The core of this book is a method for resolving confusions about meaningness.
The method can be applied to many sorts of issues. Any topic that involves meaning and meaninglessness I call a “dimension of meaningness.” (These include, for instance, ethics, purpose, and value.)
For any dimension, the method asks:
- How does nebulosity affect the subject? That is, what makes the issue ambiguous, uncertain, changeable, or impossible to categorize?
- Why is this nebulosity unattractive? What negative emotions does it provoke?
- How are fixation and denial used to avoid acknowledging nebulosity? These two strategies try to nail the issue in place, or deny that it exists at all. They produce pairs of “confused stances,” or wrong attitudes to the subject. Why are fixation and denial appealing in this area?
- How do fixation and denial fail? (You cannot nail clouds down, but they are still real.) What are the consequences of this failure?
- Consider the possibility that the nebulosity is unavoidable. This means abandoning fixation and denial. It produces the “complete stance” for this dimension of meaningness. What are the consequences of the complete stance?
- Typically, the complete stance is more accurate and helpful than the confused ones, but it seems less attractive. How can one overcome this emotional barrier, in order to adopt the complete stance?
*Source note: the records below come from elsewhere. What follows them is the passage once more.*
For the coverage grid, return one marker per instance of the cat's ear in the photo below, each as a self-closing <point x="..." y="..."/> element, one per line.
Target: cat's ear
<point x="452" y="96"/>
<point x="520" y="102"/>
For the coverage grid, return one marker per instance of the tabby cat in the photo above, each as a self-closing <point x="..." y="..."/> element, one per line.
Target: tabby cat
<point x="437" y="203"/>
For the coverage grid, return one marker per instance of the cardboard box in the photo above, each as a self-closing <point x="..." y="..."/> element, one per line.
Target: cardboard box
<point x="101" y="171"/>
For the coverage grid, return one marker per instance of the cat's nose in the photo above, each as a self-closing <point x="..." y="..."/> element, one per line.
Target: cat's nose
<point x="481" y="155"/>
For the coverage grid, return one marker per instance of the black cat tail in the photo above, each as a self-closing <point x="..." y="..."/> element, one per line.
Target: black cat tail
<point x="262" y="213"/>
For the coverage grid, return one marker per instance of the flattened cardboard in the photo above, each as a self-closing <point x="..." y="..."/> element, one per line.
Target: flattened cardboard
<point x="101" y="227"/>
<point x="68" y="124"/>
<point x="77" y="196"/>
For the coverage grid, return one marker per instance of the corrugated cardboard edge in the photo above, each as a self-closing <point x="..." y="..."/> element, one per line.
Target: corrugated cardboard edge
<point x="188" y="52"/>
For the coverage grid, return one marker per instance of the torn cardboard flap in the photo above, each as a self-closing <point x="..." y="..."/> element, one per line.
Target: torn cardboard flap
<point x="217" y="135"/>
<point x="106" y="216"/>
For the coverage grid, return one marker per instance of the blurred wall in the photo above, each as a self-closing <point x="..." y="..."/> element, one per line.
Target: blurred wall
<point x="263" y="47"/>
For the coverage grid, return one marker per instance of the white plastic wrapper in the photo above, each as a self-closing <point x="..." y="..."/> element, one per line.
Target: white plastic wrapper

This explanation may seem conceptual and abstract at this point. Meaningness is meant to be useful in everyday life practice. Most of it consists of detailed applications of the method to different dimensions of meaningness.
As we go along, I hope you will gain an intuitive, concrete understanding of the method, through reading examples. Also, we will revisit it with more precision and detail later in the book, when additional relevant concepts will be available.